Melalui perubahan tersebut, perusahaan otomotif yang sudah memenuhi syarat dapat mengimpor mobil listrik murni (Battery Electric Vehicle/BEV) secara utuh atau completely built-up (CBU) tanpa biaya bea masuk dan dibebaskan PPnBM serta pajak daerah.
Akan tetapi, bukan berarti perusahaan terkait bebas mengimpor mobil. Sebab, pada salah satu beleidnya, pabrikan harus membangun fasilitas manufaktur dan/atau meningkatkan produksi mobil listrik selama periode impor atau akhir 2025.
Salah satu pabrikan yang menikmati kebijakan tersebut adalah BYD Indonesia. Seperti diketahui saat ini BYD menjual kendaraan listrik dengan harga yang terjangkau, dimulai dari Rp 300 jutaan.
Kalau insentif tersebut sudah tidak diberlakukan, otomatis harga kendaraan listrik CBU tentu akan mengalami penyesuaian.
Kendati demikian, BYD Indonesia memastikan bahwa kendaraannya tidak akan mengalami kenaikan harga meski insentif bebas impor mobil listrik sudah tidak diberlakukan.
“Sebenarnya BYD bukan spesifik pemanfaatan insentif impor, karena BYD adalah kegiatan penetrasi market berbasis investasi. Kita mensimulasikan harga sekarang dengan kondisi lokal produksi. Jadi tidak ada perbedaan (harga), ada manufaktur atau tidak ada manufaktur,” ucap Head of Marketing Communication PT BYD Motor Indonesia Luther T Panjaitan, Kamis (26/7/2024).

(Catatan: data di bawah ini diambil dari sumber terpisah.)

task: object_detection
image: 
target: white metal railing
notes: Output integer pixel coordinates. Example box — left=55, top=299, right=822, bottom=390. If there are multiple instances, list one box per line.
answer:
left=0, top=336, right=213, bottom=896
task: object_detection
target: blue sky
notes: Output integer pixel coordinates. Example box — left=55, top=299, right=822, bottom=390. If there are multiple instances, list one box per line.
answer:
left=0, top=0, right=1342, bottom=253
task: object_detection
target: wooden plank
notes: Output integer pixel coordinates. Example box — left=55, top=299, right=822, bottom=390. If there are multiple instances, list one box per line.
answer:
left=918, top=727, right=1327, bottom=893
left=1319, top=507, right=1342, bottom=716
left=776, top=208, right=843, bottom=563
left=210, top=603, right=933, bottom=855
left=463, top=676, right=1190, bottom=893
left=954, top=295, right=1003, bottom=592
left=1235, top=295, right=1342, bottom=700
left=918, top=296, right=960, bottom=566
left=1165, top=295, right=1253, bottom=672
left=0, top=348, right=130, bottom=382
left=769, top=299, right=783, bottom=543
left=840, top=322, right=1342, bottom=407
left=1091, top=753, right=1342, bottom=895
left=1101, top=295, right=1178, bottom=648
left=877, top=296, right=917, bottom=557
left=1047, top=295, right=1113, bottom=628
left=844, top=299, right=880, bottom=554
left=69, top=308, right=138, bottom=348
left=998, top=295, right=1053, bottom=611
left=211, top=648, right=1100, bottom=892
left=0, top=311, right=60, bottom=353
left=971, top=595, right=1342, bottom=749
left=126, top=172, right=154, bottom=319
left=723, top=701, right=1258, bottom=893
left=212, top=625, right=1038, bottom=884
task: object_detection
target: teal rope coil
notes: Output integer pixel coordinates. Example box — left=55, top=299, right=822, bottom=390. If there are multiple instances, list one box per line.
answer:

Seperti diketahui, BYD saat ini sedang membangun fasilitas perakitan dalam negeri di Jawa Barat yang ditargetkan selesai pada akhir 2025. Disebutkan bahwa fasilitas pabrik BYD itu akan berdiri di lahan sekitar 109 hektar (ha).
Namun, belum diketahui secara pasti model apa saja yang akan diproduksi di pabrik tersebut.